Wie sind „Homologien“ (=Ähnlichkeiten) denkbar?
Sie sind a) nur in einer grundsätzlichen Beziehung des Denkens zum Objekt feststellbar und ableitbar, und müssen
b) in den Anschauungsformen und Denkformen auf die Objekte in plurali und untereinander übertragen werden.
Es bleibt notwendig immer ein Rückbezug auf das existentielle Dauern wie zeitliche Werden im Ich und notwendig ein kategoriales Beziehen, sonst könnte eine andere Dauer, z. B. Millionen von Jahre, und eine Wandel, nicht gedacht und bezogen und unterschieden werden. Es sind immer Übertragungen ichlicher Momente. Es ändert sich nichts in der sinnlichen Natur selbst, als sei die sinnliche Natur oder das organische Leben (die Materie, die Gene) vitalistisch oder temporal begnadet, dass sie von selbst zu einer neuen genetischen und biologischen Formation oder zu einer neuen Tier- oder Pflanzenspezies übergehen könnten.

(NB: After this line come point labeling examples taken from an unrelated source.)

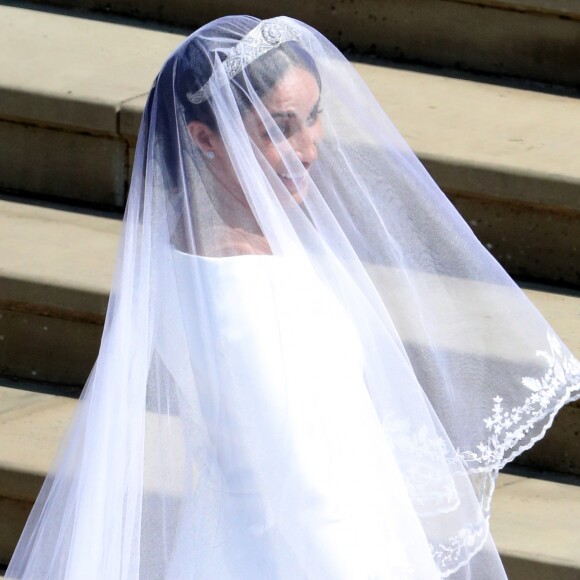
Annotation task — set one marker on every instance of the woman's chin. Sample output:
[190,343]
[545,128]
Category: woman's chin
[298,188]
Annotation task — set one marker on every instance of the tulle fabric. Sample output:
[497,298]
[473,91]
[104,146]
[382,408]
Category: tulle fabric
[309,369]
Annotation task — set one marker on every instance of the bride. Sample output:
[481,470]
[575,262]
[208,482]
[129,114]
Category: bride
[310,367]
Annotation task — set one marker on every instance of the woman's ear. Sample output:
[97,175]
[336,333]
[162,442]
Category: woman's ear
[204,137]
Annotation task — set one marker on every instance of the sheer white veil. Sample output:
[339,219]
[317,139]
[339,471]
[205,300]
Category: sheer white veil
[289,239]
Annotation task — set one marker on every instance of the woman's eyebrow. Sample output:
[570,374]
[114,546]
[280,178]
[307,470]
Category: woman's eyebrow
[292,114]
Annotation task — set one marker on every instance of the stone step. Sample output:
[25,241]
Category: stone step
[534,522]
[530,39]
[53,299]
[507,157]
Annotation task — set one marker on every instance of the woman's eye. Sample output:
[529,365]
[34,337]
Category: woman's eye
[313,117]
[285,129]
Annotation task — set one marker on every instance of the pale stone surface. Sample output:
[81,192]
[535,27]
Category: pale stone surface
[54,250]
[538,520]
[534,522]
[58,163]
[500,130]
[477,139]
[536,39]
[74,71]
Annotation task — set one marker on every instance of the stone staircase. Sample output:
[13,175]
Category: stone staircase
[505,152]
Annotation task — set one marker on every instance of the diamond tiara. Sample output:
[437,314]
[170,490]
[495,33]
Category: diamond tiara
[264,37]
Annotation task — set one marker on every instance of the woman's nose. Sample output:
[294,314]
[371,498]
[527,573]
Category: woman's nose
[306,145]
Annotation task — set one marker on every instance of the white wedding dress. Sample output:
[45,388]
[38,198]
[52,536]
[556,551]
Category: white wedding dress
[306,477]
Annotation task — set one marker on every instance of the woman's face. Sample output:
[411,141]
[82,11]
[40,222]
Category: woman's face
[294,106]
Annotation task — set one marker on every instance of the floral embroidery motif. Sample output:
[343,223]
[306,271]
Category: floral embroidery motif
[451,554]
[509,426]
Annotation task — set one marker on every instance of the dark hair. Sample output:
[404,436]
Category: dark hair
[262,75]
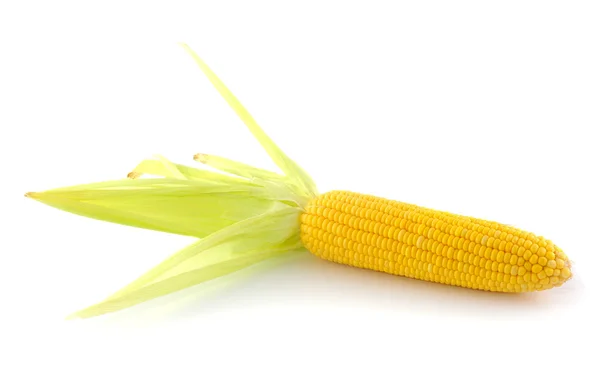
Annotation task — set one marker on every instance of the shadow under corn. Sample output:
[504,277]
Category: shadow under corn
[300,280]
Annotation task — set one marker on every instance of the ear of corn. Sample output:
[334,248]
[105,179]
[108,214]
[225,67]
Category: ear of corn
[243,215]
[406,240]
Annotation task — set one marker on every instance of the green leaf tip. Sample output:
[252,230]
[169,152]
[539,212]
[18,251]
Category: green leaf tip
[241,215]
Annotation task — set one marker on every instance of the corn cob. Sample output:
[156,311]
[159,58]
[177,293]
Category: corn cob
[242,215]
[406,240]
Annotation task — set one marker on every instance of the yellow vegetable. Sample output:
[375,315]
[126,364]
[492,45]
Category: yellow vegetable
[242,215]
[406,240]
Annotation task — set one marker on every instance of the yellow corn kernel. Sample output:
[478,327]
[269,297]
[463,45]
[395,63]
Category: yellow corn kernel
[407,240]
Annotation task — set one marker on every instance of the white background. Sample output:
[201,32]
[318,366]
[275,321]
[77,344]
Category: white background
[489,109]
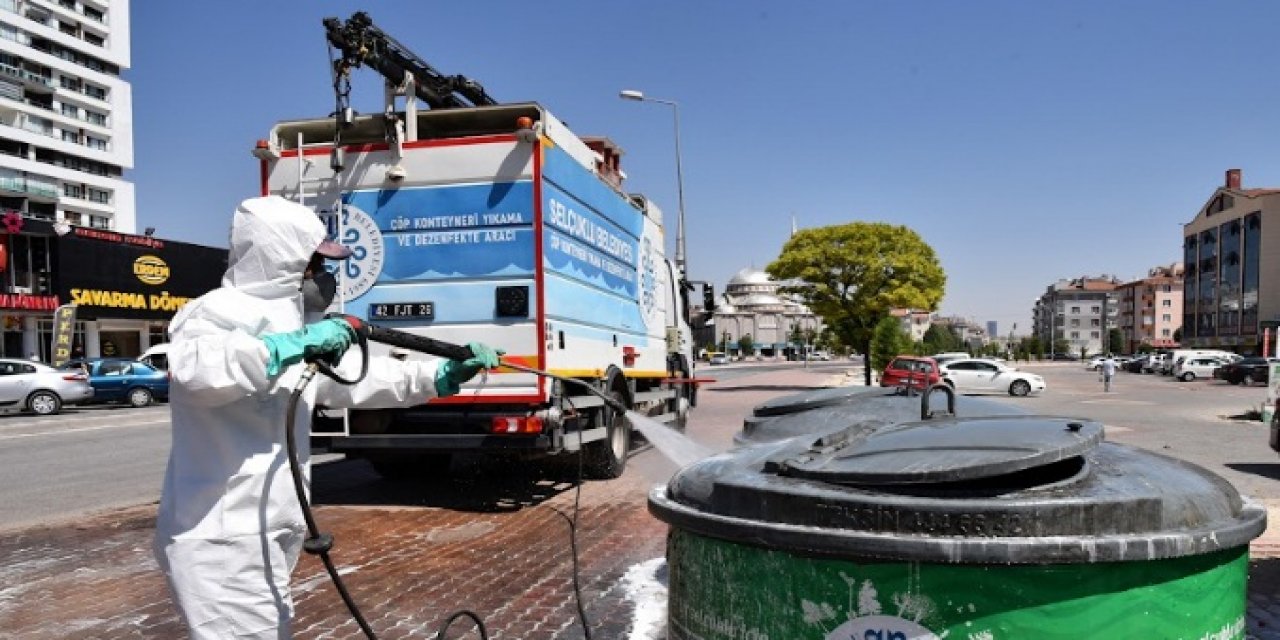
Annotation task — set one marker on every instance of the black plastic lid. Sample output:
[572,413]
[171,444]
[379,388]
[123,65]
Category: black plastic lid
[947,451]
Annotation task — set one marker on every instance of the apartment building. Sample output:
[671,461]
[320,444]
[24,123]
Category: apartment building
[65,113]
[1151,309]
[1077,314]
[1232,251]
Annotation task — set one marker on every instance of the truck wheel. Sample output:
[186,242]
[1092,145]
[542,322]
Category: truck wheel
[607,458]
[412,466]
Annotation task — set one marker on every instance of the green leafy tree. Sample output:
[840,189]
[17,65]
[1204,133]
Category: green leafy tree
[854,274]
[888,339]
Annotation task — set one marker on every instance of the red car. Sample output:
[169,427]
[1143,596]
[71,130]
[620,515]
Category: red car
[918,371]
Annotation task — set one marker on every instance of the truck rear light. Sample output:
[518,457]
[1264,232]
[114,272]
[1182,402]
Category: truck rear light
[516,425]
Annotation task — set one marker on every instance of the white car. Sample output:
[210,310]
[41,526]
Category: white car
[40,388]
[1197,366]
[978,375]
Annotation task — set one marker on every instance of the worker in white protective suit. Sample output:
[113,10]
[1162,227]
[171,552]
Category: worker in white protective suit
[229,526]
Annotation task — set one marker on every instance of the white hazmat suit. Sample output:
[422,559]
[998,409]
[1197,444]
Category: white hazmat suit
[229,526]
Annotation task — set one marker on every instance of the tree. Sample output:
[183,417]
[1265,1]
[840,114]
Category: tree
[854,274]
[888,339]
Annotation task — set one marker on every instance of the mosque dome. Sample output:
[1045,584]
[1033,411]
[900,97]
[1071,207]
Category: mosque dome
[758,300]
[750,277]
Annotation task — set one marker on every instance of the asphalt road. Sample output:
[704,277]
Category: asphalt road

Dazu eine Stelle aus der SITTENLEHRE Fichtes von 1798, worin es um die diskursiv-begriffliche Bestimmtheit der anschauungsmäßig gegebenen, sinnlichen Natur geht:
„Der Natur überhaupt, als solcher, ist eine Kraft der Trägheit (vis inertiae) zuzuschreiben. Es geht dies aus dem Begriffe der Wirksamkeit eines freien Wesens hervor, die nothwendig in die Zeit fallen muss, wenn sie wahrnehmbar seyn soll; und dies nicht könnte, wenn sie nicht gesetzt würde, als durch die Objecte aufgehalten. Zwar scheint der Begriff einer Kraft der Trägheit widersprechend, aber er ist nichtsdestoweniger reell; es kommt nur darauf an, dass wir ihn richtig fassen. — Die Natur als solche, als Nicht-Ich und Object überhaupt, hat nur Ruhe, nur Seyn: sie ist, was sie ist, und insofern ist ihr gar keine thätige Kraft zuzuschreiben.“ (SW IV, 199, Hervorhebung von mir)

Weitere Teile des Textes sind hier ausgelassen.